Brown received stem cells from a donor with the CCR5 deficiency and today he has no trace of HIV.
With his colleagues, Professor Daniel Kuritzkes, head of the infectious diseases division at Brigham and Women’s Hospital in the US city of Boston, pursued a similar method three years ago on two HIV-positive patients who developed lymphoma, a cancer of the lymphatic system.
The study’s findings presented on Thursday by team member Jim Henrich showed that a stem cell transplant had the same effect on the two patients. They remain on ARV treatment, however, until they receive permission from US health authorities to stop.
“There are no traces of HIV in the patients. There were a few after the transplant but after several tests they remain undetectable,” Kuritzkes said.

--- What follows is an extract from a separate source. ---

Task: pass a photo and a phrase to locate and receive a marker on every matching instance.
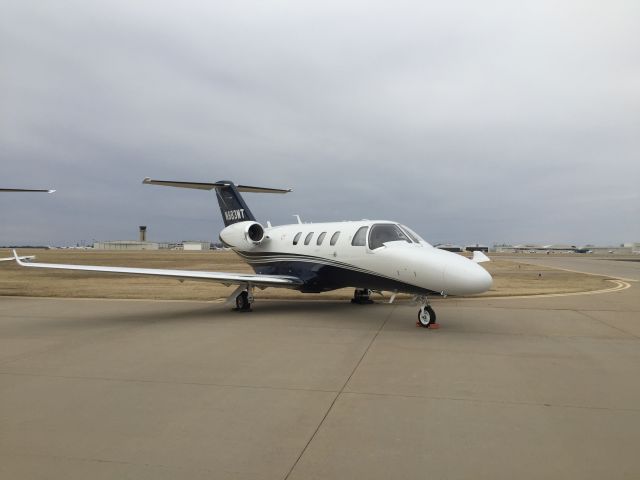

However, he did say that the two patients are not yet considered cured “because they are still taking antiretroviral drugs which could be the reason why the HIV is not surfacing”.
“We believe that the continuous administration of effective ARV therapy after the transplant protected the donor cells from being infected. This then resulted in the donor cells eliminating the patient’s cells and replacing them,” he said.
While these findings were welcomed by HIV clinicians, policy makers and civil society, scientists still have to figure out how to make any new treatment safe and affordable.
“Gene therapy is not suitable for generalised use,” said Kuritzkes. “A person has a 15% chance of dying during or after chemotherapy and stem cell transplant. There is also the risk of infections and the cells not reacting well.”
Spanish virologist Professor Javier Martinez-Picado agreed: “This type of intervention is so complex and risky it would not be applicable on a large scale.”
He suggested that gene therapy be used as a base for expanding research on a cure for HIV.
“We have to consider the functional cure model that aims at the generation of effective host immunity to HIV in the absence of therapy that can eradicate HIV.”
The functional method involves studying a group of people who are able to control the HIV either spontaneously (called elite controllers) or after early and timeously ended treatment (the post-treatment controllers).
A study on a group of 15 people in France who became HIV-positive and started treatment early found they were able to successfully stop taking ARVs without the HIV resurfacing.
Charline Bacchus, lead researcher of the study at the French National Agency for Research on Aids and Viral Hepatitis, said: “Six years after interruption of treatment, patients treated early on in the post-infection period present a perfect ability to control the HIV infection.
“The patients possessed an extremely low reservoir of HIV in the cells at a similar level to that of HIV controller patients. These results suggest that antiretroviral treatment should be started very early after infection,” she said.